For the second time in three trading days, Columbus, Georgia-based supplemental insurance company Aflac saw its stock take a big hit.
Shares of Aflac closed Monday at $19.62, down $4.87 or nearly 20 percent in trading on the New York Stock Exchange. Last Thursday, Aflac stock lost 36 percent of its value, or $13.37 per share.
The stock price is at its lowest in more than nine years.
The downward run has eaten 57 percent of the stock’s value since closing at $46.35 per share on Jan. 2.
In terms of dollars and cents, if someone owned 5,000 shares of Aflac on Jan. 2, it was worth more than $231,000. Those same 5,000 shares Monday afternoon had a value of $98,100.
Using another example, if someone held a $25,000 investment in Aflac stock on Jan. 2, its value at market close Monday would have been $10,750.

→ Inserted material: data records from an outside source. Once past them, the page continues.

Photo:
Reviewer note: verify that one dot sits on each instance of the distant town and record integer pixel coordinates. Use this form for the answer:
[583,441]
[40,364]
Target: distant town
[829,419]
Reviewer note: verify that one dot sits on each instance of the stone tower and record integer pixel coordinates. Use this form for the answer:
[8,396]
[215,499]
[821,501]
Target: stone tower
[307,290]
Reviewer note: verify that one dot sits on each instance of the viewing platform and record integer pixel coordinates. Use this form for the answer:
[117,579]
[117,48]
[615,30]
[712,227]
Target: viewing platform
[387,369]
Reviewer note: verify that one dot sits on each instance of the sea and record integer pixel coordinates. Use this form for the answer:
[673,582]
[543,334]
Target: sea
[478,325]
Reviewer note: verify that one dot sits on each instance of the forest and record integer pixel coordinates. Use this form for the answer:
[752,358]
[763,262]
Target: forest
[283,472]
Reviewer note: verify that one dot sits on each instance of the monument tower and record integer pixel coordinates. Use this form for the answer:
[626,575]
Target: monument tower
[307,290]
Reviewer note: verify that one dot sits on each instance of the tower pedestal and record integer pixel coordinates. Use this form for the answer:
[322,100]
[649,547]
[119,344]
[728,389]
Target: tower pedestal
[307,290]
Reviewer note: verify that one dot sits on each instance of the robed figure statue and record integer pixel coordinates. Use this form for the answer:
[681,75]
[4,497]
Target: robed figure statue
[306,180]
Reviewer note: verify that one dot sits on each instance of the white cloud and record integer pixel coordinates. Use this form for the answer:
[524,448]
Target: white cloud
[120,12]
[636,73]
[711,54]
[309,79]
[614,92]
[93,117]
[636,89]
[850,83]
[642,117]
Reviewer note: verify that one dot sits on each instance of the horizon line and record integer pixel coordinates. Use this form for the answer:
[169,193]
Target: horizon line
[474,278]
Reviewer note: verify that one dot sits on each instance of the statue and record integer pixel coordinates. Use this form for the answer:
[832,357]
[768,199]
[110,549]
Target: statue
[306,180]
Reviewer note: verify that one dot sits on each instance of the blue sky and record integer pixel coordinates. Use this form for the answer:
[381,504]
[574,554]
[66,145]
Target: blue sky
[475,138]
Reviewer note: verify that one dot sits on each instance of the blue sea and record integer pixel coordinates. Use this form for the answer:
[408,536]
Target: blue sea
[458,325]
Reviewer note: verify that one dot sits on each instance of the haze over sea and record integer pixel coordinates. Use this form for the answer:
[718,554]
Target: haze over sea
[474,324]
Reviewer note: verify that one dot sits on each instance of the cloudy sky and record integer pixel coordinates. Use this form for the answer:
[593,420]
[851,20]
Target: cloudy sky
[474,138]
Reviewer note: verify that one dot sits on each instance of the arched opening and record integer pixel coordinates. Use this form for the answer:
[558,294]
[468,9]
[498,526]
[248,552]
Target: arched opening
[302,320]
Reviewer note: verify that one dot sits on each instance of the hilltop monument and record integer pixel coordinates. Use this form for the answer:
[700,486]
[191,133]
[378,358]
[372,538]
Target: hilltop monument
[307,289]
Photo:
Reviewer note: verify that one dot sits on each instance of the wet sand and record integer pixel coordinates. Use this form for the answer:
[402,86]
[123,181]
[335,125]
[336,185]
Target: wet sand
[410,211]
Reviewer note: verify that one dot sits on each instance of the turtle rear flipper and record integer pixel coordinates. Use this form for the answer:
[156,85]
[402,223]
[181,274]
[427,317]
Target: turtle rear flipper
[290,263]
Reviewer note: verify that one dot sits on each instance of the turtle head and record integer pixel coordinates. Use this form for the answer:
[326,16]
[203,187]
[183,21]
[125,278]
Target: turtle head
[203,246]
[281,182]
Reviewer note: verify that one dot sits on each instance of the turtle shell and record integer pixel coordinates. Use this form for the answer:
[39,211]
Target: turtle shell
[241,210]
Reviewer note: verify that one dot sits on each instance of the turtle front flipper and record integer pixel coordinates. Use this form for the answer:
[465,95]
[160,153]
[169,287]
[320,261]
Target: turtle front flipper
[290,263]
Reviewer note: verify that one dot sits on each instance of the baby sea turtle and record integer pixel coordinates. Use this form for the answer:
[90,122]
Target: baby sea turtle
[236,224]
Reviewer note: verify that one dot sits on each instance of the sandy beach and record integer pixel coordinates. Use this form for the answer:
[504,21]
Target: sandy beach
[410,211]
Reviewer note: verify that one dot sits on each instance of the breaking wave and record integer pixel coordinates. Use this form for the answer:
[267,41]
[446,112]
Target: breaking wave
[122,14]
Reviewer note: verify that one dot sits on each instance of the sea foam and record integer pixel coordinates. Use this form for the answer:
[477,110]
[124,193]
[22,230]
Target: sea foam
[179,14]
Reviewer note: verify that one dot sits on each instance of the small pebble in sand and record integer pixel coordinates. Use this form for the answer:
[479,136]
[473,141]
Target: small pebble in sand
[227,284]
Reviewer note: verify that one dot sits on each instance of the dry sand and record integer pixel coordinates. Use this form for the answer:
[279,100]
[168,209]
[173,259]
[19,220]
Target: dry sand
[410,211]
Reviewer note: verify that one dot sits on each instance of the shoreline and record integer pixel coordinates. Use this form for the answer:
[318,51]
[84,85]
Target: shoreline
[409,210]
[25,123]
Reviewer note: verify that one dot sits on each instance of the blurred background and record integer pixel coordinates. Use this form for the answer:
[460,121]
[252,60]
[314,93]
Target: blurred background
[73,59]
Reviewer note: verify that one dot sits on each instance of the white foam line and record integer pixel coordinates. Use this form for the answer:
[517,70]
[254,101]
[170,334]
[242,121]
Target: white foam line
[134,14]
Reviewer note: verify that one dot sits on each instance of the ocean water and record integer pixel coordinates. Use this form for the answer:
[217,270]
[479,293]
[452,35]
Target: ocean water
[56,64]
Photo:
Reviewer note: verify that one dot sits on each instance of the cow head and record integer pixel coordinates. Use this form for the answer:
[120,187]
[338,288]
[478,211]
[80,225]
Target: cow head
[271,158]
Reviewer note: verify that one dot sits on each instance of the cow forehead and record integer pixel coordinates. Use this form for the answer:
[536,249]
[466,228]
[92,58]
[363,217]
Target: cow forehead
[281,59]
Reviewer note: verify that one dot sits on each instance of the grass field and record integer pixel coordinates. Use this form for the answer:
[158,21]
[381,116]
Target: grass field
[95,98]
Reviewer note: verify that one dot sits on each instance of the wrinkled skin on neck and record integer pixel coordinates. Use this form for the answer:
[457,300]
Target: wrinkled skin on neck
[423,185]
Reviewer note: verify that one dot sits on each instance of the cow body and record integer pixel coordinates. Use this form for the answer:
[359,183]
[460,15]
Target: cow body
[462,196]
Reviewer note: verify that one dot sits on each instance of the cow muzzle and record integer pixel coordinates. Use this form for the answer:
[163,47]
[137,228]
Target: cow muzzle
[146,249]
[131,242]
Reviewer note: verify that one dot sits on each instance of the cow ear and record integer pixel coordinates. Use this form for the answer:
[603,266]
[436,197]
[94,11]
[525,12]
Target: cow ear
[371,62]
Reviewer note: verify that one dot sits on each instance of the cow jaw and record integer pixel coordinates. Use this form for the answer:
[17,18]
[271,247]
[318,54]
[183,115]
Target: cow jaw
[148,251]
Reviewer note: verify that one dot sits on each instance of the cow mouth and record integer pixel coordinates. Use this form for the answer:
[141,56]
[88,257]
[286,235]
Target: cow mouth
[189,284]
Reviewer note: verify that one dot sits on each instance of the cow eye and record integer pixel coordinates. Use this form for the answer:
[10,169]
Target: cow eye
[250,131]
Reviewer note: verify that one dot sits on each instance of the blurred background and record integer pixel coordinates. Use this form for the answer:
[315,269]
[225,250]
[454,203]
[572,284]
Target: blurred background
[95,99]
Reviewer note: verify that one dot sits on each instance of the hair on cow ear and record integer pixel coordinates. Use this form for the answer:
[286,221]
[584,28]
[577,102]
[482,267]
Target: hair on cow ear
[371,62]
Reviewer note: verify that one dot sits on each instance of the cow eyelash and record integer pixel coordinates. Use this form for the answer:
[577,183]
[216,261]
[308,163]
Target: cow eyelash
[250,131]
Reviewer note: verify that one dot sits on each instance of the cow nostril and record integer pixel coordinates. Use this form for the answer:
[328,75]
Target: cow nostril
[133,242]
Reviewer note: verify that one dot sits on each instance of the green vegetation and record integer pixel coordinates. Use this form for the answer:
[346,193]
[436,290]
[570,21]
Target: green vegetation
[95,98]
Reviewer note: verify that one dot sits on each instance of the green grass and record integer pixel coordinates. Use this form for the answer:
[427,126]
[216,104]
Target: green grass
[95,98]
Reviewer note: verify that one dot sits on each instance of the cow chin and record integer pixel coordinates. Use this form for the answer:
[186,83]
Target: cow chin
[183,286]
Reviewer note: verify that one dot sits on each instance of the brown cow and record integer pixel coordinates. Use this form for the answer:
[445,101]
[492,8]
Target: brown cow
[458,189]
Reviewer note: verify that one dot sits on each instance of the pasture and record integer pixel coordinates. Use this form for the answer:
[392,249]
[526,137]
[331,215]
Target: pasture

The latest loss appeared to be triggered when a Deutsche Bank analyst downgraded the stock because of its exposure to risky hybrid securities issued by European financial firms.
Darin Arita said the insurer’s investments in banks, including money-losing Royal Bank of Scotland, may be diluted by European governments, according to Bloomberg.com.
“The rapidly deteriorating state of the financial system has heightened the risks,” Arita said in a note to investors today explaining why he lowered the rating.